Hi everyone! I have been reading your posts for awhile and find them very informative and interesting. Perhaps someone would know a way to get rid of lanolin smell in pure wool yarn? I bought this wonderful yarn in Poland (quite a bit of it) directly from the sheep grower/spiner. it is natural in color and beatiful. But it smells! I know I could make something out if it and then wash it, wash it, and wash it some more. I would rather do something about it BEFORE knitting, becasue i know that the odor will drive me nuts. Perhaps there is some product on the market I amnot aware of, some soap, or detergent? Any ideas?

smiles,
Mariola (Chicago)


----------



## Slip2 (Oct 29, 2011)

I just spun some of my own wool and washed it and then put hair conditioner in the rinse water. It smells much better and is softer feeling.


----------



## sandyP (Jun 20, 2012)

I agree with slip2 I have used hair conditioner with freshly spun wool and it does work.


----------



## evesch (Apr 3, 2011)

mariolacronin said:


> Hi everyone! I have been reading your posts for awhile and find them very informative and interesting. Perhaps someone would know a way to get rid of lanolin smell in pure wool yarn? I bought this wonderful yarn in Poland (quite a bit of it) directly from the sheep grower/spiner. it is natural in color and beatiful. But it smells! I know I could make something out if it and then wash it, wash it, and wash it some more. I would rather do something about it BEFORE knitting, becasue i know that the odor will drive me nuts. Perhaps there is some product on the market I amnot aware of, some soap, or detergent? Any ideas?
> 
> If it is not already tied into skeins then skein it and put at least 4-6 figure 8 ties around the skeined yarn. Make a sink full of the hottest water you can. At least 110 F. Better if you can get it close to boiling temp. Could boil some water and put it in the hot water to get the temp up,. Use a good detergent or hair shampoo.You can also use a dish soap but you have to be careful that you do NOT use anything that has OXY or enzymes or bleach in them.

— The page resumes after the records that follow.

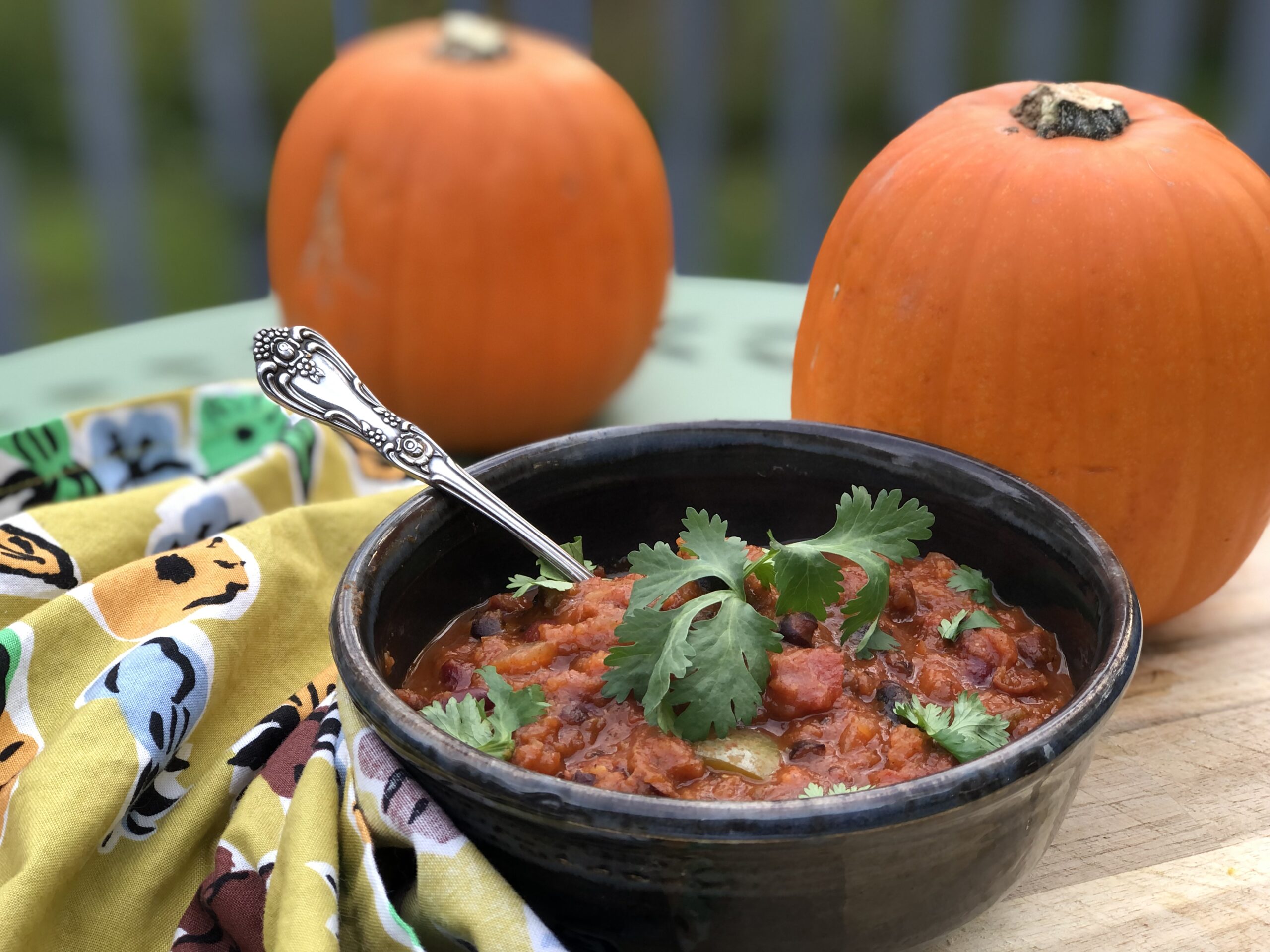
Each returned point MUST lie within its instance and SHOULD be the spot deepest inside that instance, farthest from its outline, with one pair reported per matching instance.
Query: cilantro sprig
(967, 731)
(967, 579)
(713, 668)
(865, 532)
(967, 620)
(492, 733)
(815, 790)
(701, 667)
(876, 640)
(549, 577)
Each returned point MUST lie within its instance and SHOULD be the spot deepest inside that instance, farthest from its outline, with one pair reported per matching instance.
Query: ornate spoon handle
(302, 371)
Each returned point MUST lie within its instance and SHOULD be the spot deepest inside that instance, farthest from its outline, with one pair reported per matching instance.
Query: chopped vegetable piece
(967, 579)
(749, 753)
(965, 621)
(971, 731)
(549, 578)
(492, 733)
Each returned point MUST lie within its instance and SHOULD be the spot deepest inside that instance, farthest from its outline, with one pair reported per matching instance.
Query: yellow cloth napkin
(176, 770)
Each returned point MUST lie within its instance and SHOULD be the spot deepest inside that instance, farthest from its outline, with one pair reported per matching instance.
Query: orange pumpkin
(478, 218)
(1092, 314)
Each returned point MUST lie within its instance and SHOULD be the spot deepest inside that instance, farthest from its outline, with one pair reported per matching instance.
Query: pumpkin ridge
(952, 366)
(1110, 345)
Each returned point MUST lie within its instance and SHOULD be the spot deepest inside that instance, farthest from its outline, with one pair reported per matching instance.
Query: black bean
(890, 694)
(798, 629)
(575, 713)
(455, 674)
(486, 625)
(803, 748)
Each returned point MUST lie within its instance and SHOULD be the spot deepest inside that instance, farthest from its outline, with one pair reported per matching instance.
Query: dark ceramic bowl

Those products break down the wool and make it brittle. Add your soap to the water after it is filled and swish it around. You want about double what you would think to use for soap. Water should be very slippery feeling but it is so hot you will not want to be trying to feel that. Then take your skeins and slowly sink them into
> the water. You may have to push them down with something. I like to use one of my Wok tools that looks like a large circle filled with holes. Like the bottom of a strainer but is like a big flat spoon. Then just go away for 20 minutes and forget about the yarn. You could go and poke it around a very small amount a couple times to encourage thoroughly saturating the yarn. Not much tho as you do not want to felt it. The water will become milky and cloudy from the lanolin. Important do not let it stand more than the 20 minutes as the water will cool to much and the lanolin will redeposit back on the yarn. Depending on what you used drain water, dump water or lift out yarn and toss water. Oh it is good for gardens! cool first.... Not good for septic system but will not harm if only doing small batch now and then. I would throw out on garden or lawn if doing weekly wool washing of lanolin. Run another container of your hottest water. Sink the yarn into it. It may be very soapy and try to float so you may have to push it down a bit more. let soak 5 minutes. Do two more rinses, putting a 1/2 cup of vinegar into the last rinse and letting that soak for 10 minutes. The water on the last rinse should be clear and clean. Roll wool in towel and press out excess and hang skeins to dry. Should be free of lanolin.
> ...


----------



## Celt Knitter (Jul 13, 2011)

You could try Febreze in a closed bag, or the home made version that someone posted on here awhile back, but you will probably have to wash it. I used to knit a lot with it because that's what is used for genuine Aran sweaters, and they needed to be waterproof. There's an upside to lanolin.....your hands will be very soft!


mariolacronin said:


> Hi everyone! I have been reading your posts for awhile and find them very informative and interesting. Perhaps someone would know a way to get rid of lanolin smell in pure wool yarn? I bought this wonderful yarn in Poland (quite a bit of it) directly from the sheep grower/spiner. it is natural in color and beatiful. But it smells! I know I could make something out if it and then wash it, wash it, and wash it some more. I would rather do something about it BEFORE knitting, becasue i know that the odor will drive me nuts. Perhaps there is some product on the market I amnot aware of, some soap, or detergent? Any ideas?
> 
> smiles,
> Mariola (Chicago)


----------



## mariolacronin (Jun 12, 2012)

Thank you so much for your valuable advice. I will deffinately follow it. And, by the way, I am also a vivid gardener, and the lanolin wash sounds yummy.As a matter of fact i feed my plants pulverized banana peals, coffe grounds, and eggs shells, so a bit of lanolin would do as well. Thanks again!


----------



## Ronie (Jan 21, 2011)

I would try putting a dryer sheet in a plastic bag of yarn.. and seal the bag up and shake it up a few times.. do that over a period of a few days and see what happens.. you could also go and get some essential oils.. put a few drops on some cotton balls and pop them into the bag of yarn and see what happens..


----------



## rkr (Aug 15, 2012)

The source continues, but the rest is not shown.